老爷子:“今雾是个特別聪明的孩子,好几次公司遇到困难,都是她想办法解决,拉来投资。没有这丫头,就没有今天的沈氏集团”
“所以,我在此立下遗嘱。沈氏集团的继承权,归今雾所有。沈家百分之八十的財產,包括我的私人財產,也全部交由今雾处理。”
“沈家所有人,包括公司所有人,都得对她客客气气。”
“我还留有亲笔信,一式三份。一份律师保管,一份给了我的儿子沈知华,一份给了“沈”今雾。”

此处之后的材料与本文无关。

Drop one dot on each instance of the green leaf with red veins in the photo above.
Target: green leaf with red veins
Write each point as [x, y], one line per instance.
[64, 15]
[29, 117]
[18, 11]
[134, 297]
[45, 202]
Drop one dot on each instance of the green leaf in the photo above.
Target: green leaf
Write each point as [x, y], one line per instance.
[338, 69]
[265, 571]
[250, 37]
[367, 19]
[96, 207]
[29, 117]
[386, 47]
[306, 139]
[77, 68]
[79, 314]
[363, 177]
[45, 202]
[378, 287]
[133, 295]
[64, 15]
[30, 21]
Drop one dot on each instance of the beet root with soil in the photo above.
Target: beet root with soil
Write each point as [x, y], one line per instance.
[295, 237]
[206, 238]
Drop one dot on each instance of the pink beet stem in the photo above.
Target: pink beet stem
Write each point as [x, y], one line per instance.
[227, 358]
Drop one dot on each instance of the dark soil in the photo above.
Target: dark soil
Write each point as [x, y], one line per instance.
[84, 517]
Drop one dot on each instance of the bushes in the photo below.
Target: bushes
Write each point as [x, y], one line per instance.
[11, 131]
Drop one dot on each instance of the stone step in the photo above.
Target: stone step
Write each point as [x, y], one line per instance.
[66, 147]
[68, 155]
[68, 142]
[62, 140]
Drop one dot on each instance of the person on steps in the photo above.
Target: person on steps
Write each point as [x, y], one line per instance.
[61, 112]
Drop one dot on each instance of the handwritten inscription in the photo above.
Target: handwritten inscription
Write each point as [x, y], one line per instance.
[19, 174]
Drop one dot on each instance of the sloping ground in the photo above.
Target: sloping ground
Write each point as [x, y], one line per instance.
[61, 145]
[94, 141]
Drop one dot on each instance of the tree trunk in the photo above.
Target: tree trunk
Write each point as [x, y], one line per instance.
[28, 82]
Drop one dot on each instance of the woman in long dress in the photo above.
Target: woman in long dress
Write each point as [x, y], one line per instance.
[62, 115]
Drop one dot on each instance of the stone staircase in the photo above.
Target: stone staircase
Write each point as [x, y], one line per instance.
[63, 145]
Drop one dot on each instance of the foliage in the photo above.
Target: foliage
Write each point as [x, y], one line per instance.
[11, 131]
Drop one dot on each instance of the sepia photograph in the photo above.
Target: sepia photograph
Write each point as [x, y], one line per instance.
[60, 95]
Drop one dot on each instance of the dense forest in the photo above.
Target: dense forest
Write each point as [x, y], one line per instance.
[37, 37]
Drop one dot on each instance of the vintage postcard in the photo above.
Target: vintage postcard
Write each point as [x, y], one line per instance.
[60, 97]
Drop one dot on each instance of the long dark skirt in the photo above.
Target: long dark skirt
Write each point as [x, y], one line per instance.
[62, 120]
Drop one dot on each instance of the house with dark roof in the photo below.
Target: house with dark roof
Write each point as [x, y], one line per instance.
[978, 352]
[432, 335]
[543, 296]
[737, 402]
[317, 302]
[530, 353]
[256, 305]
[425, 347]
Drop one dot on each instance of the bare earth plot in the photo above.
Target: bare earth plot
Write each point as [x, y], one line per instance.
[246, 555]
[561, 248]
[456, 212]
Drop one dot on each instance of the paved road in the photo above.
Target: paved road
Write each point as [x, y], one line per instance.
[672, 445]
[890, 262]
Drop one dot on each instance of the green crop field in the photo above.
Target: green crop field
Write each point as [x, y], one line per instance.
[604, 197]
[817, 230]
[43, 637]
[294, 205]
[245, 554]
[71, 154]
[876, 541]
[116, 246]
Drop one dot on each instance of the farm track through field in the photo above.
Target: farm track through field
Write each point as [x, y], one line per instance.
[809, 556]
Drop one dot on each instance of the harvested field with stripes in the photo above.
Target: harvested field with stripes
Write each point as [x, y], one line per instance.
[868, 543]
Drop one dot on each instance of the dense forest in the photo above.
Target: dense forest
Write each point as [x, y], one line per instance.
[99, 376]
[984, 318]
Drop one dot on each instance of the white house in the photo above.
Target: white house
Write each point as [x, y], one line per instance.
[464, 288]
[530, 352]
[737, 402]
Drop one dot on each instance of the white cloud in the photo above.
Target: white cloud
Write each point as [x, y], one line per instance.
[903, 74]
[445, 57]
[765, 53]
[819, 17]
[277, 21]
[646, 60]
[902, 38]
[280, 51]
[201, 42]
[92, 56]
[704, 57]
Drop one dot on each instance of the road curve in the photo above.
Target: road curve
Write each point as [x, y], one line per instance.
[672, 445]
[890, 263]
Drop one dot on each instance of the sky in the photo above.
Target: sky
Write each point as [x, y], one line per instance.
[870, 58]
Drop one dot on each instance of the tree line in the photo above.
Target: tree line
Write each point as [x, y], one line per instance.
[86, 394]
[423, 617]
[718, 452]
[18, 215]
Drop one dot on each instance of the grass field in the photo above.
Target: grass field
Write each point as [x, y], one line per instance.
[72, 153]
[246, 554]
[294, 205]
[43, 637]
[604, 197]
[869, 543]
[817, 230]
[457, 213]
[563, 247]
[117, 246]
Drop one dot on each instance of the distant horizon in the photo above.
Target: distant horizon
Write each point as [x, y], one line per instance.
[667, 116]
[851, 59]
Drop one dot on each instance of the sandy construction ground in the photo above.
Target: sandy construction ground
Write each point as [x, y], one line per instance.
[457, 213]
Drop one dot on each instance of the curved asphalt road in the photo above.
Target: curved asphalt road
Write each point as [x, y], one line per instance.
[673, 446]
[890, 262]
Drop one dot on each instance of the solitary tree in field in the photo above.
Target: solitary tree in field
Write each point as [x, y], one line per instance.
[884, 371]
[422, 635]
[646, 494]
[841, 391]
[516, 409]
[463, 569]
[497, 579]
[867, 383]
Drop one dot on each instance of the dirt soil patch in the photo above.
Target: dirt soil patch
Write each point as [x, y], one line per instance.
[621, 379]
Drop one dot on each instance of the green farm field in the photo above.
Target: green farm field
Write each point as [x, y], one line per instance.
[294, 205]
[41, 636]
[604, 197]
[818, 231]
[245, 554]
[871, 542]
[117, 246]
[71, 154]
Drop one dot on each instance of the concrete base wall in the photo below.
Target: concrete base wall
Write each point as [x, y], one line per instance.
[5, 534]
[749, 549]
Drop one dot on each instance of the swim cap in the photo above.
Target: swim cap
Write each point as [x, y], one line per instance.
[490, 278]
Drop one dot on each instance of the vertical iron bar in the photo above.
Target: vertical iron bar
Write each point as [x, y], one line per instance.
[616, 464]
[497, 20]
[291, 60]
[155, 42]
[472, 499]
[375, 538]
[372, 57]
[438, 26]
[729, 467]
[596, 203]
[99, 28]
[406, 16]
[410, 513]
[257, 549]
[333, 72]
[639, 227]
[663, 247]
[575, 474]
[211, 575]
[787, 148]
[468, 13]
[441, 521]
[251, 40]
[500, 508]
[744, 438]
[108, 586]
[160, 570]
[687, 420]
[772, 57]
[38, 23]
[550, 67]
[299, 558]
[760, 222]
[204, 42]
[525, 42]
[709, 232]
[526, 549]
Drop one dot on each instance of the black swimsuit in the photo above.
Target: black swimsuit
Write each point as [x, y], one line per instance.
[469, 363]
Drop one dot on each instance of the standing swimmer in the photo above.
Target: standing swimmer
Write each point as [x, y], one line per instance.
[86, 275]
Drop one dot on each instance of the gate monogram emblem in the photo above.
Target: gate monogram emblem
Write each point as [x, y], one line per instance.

“沈氏財团董事长的位置,如何分配,皆由今雾全权处理,任何人不得有质疑。包括我的儿子,沈知华。如有违背,沈知华將失去剩下20%財產,净身离开沈家,以及沈氏集团。”
至此。
视频內容全部播放结束。
裴今雾看著爷爷生动的表情,拼命压制住內心的悲伤。
台下的人,更是震惊不已。
原来沈氏能发展这么好,裴小姐功不可没。
难怪老爷子要指定她做集团继承人。
这可是80%的財產啊,就这么让沈知华私吞了。
“没猜错的话,爷爷给沈知华的遗嘱,已经被他毁了。”
裴今雾站起身,表情透著慵懒,“没关係,我这里还有一份。”
当初她外出找药时,爷爷就將东西提前给她了。
说著。
裴今雾將另一份遗嘱拿出来,展现给眾人看。
“律师手里还有一份公证过的原件,若是不信,尽可以调查。”
老爷子的字跡很特別,不易模仿,他们都认识。
这份遗嘱,確实出自沈老之手。
“之前没来爭,是看爷爷的面子,也是不屑这点小钱。”
裴今雾看向沈知华,蠕动红唇,气势逼人,“你自己滚,还是我给你扔出去?”
“裴今雾——”
沈知华当然不可能认输,气势汹汹就要衝过去。
“哦。”
裴今雾站在原地,淡定盯著他,轻掀緋唇:“选被扔。”
“放开我、放开、啊——”
沈知华被风行风止夹著,拖出会议室。
——
晚安。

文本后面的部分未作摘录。